Asked whether the vaccine will be ready for use by the end of 2020, Sir Mene Pangalos, executive vice president of biopharmaceutical research and development at AstraZeneca, said: “We are on track to have more data before the end of the year. or before Christmas. I think we still hope to be able to dose, if we prove that the vaccine is safe and effective, towards the end of the year. “
Pangalos said the antibody drug would be almost like a passive vaccination. “This is important because obviously there will be a significant number of people even in a world where vaccines are highly effective who will not respond to vaccines, or in fact will not take them and therefore have monoclonal antibodies as potential therapies I think is also important.”
Monoclonal antibodies are produced in the laboratory and can improve the immune system’s response to an invading virus. The Phase 3 trial to be launched over the weekend will recruit 5,000 patients worldwide to evaluate the safety and efficacy of long-acting antibodies.
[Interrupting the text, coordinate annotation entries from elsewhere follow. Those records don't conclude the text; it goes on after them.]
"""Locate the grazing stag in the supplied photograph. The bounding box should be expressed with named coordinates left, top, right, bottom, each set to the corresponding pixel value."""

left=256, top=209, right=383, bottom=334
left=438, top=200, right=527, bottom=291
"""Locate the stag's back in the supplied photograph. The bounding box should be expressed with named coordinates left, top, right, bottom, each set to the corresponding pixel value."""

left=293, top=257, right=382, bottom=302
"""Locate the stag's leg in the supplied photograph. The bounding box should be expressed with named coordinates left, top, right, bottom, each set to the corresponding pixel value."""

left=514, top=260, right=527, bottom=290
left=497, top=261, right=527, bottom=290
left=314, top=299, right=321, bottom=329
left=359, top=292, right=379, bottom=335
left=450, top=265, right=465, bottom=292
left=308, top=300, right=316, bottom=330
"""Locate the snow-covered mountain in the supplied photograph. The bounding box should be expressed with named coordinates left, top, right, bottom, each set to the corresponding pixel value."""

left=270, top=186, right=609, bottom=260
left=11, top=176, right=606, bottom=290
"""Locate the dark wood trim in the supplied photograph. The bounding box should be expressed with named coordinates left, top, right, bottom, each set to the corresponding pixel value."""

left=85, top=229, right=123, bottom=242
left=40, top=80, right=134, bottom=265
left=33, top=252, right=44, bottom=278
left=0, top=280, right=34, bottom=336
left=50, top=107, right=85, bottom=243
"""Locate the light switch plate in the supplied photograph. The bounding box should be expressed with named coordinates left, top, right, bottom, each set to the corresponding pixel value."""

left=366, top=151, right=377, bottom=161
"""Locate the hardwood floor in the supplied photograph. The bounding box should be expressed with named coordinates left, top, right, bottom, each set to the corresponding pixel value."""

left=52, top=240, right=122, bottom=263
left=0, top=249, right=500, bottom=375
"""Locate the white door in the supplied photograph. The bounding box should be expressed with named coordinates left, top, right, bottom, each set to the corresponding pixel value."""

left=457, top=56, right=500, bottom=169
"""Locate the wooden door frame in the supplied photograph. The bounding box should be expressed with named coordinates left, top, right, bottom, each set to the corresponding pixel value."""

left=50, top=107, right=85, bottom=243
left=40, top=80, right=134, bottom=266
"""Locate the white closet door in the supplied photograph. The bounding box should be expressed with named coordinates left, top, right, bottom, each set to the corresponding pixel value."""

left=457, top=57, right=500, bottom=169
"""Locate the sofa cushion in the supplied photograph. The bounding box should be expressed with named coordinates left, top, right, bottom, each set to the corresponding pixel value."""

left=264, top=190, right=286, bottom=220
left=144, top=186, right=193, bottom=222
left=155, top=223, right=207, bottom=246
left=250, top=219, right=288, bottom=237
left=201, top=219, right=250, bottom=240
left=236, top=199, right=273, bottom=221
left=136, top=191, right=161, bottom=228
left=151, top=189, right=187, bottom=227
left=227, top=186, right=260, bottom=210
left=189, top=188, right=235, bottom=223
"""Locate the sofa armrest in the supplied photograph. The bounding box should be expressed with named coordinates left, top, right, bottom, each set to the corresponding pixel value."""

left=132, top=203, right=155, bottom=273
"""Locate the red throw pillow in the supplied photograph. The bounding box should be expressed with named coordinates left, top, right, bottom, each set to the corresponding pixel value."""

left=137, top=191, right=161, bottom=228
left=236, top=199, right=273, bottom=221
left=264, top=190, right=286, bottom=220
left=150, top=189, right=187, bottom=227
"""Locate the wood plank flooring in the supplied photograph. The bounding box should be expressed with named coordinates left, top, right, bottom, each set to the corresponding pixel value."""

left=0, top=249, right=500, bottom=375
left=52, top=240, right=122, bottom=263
There will be nine sites in the UK with 1,000 patients, half of which will have the trial drug and the other half a placebo.
The UK study will check whether the drug is protective for people without Covid infection. Subsequent tests will try to see if it can help in an outbreak in a nursing home, before anyone knows if they are infected. It will also be tested at a later stage as a treatment in early-stage Covid disease.
Kate Bingham, head of the UK vaccine task force, said the drug “is part of our portfolio to protect the whole of the UK”. The UK has a tentative order for 1 million doses.
Vaccines typically take six weeks to work and this would protect people immediately.
“Vaccines work in people who have functional immune systems and if you are immunosuppressed and are going through bone marrow transplants or treatments that actually reduce your ability to activate an immune response, then this is basically the only current way of providing passive immunity. in the short term, “he said.
However, the cost is high. Two companies, Regeneron and Eli Lilly, which have produced antibody cocktails to treat people in hospitals, have set their prices from $ 600 (£ 451) to $ 1,000 per dose. The number of people who would be given the antibody cocktail instead of a vaccine was relatively small, Pangalos said. “That’s millions of doses, against billions,” he said.